Kids may not join because they can’t contribute. When kids don’t want to join in a group, there can be factors we aren’t even aware of: they feel inadequate, they feel they can’t contribute to their group. (I feel this way on a regular basis when I meet with my fellow Math Musketeers, all certified middle school math teachers, and me, the special ed teacher.) Students may be having difficulty socially with another member of the group; perhaps they used to be friends in elementary school but have now drifted apart.
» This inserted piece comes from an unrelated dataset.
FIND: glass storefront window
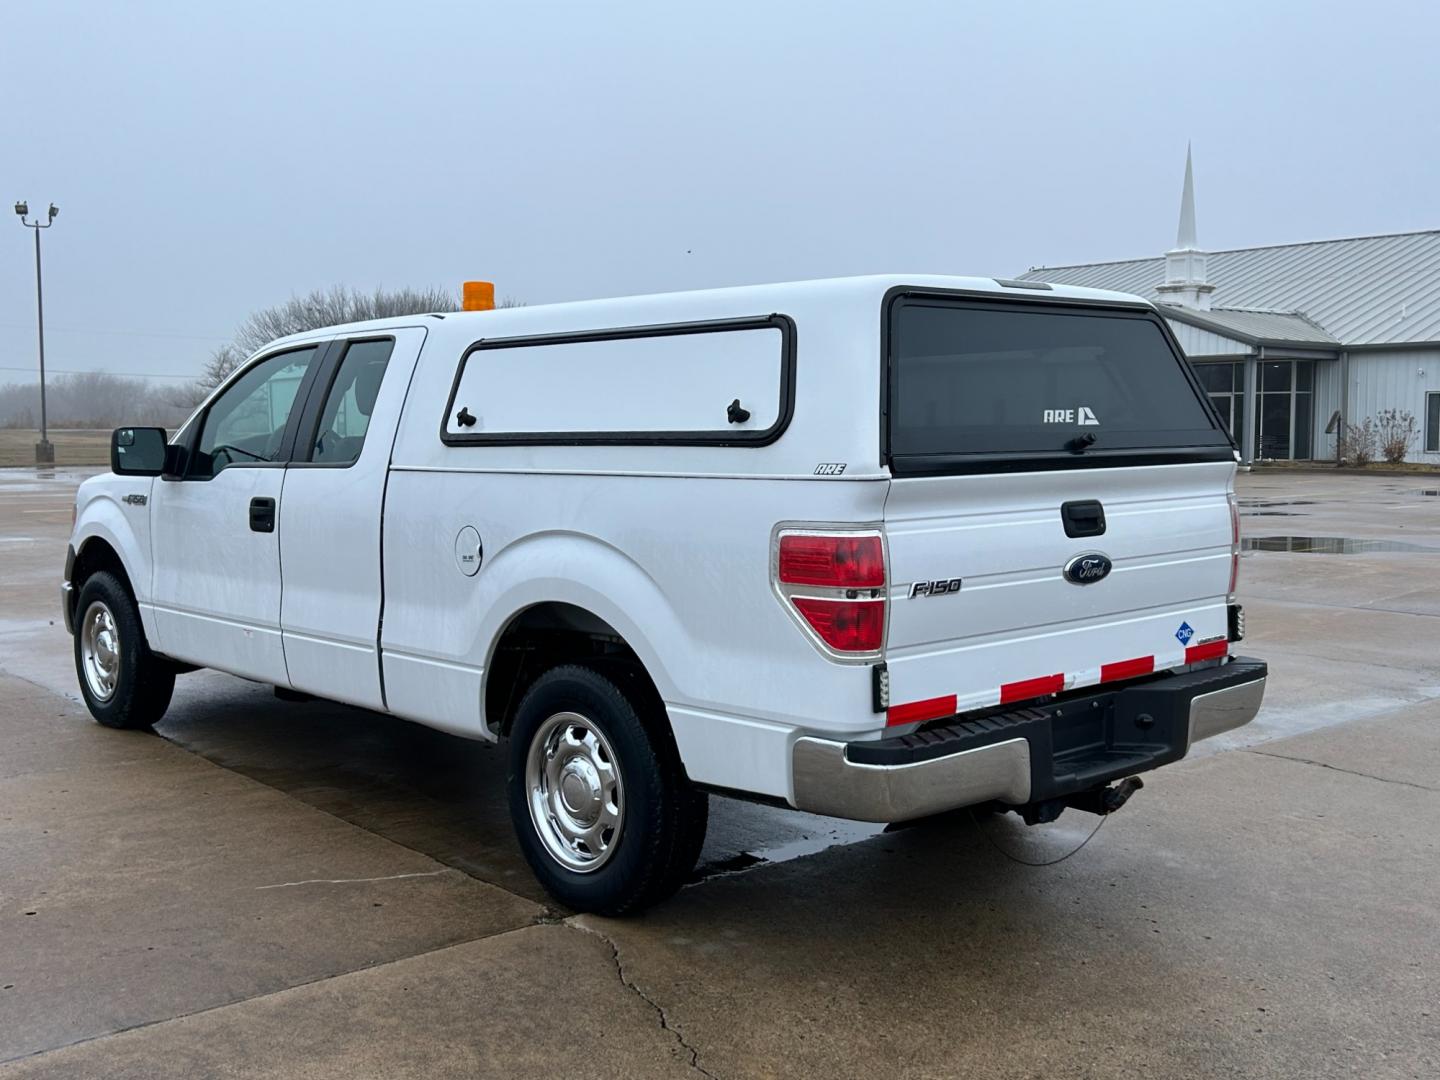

Some of our students are on the Autism Spectrum or have Non Verbal Learning Disabilities. The thought of being in a group and being forced to socialize is as challenging for them as my course instructor asking me to present to my fellow teachers. My co-teacher teammates often give kids a choice if they come to us privately, and are very uncomfortable working in a group. We can check with the school psychologist to guide reluctant group members during counseling time, but if they aren’t quite ready, we allow them to work independently.
For these students, the task of completing the work overrides the need to work in a group. I think of one student we have this year who is often disengaged. He makes comments that can be offensive and draws or doodles when he should be working. Yet one day he brought in the most gorgeous project for his English class. I realized this is a boy who has that brilliant and creative mind but appears apathetic. He’s the one I invited to be interviewed for a week at lunch, as I struggled to learn how to do screen shots and audio recording (simultaneously) of translations and transformations.
The most valuable lesson
I realize that the most valuable lesson I’ve learned from this STEM grant wasn’t how to use the laptop, or navigate the math; it’s how I can better approach my students whose behaviors affect their classroom performance. I’ve broadened my perspective — I’m no longer seeing everything from the teacher’s perch. I’m also a fellow student, a person who sometimes struggles with learning and needs an understanding hand to guide me as I learn new ways to click.
Teaching is the highest form of learning. If you allow your students to teach as a way of learning you have created an environment that supports learning as a self sustaining model. . Following the class wide peer tutoring model builds more skills than just academics. It develops social intelligence, therefor, changing academics will also change the challenging behaviors in your classroom as well.
Eva,
Thank-you so much for your comments; social intelligence is so important for kids. It provides an opportunity for them to learn and develop empathy as well, a priceless lesson they will use for the rest of their lives. I would love to hear more about how you use peer tutoring with your students.
I had a visceral reaction to this article. I could feel your pain. As a special education teacher, it is easy to relate to the scenario you paint. My career has not provided the opportunities to “embrace” the technology of today. Being unfamiliar with the tools as well as the content of a course creates the perfect horror story. I, too, could only have ended up in such a class by accident. Imagine what those kids who struggle every day feel like; it ‘s no wonder they find different ways to check out.
Cynthia,
Thank-you so very much for your honesty and heartfelt comments. When our new schools were first built 11 years ago, I went out and bought a computer identical to the one I would be using in my classroom for home use. I didn’t even know how to write or send an e-mail.My students taught me so much and were incredibly patient with me. I felt like the kid who learns how to drive a car and wants her parents to buy the car she’s learning on through driver ed. Thank-you so much for reading our blog and sharing your thoughts.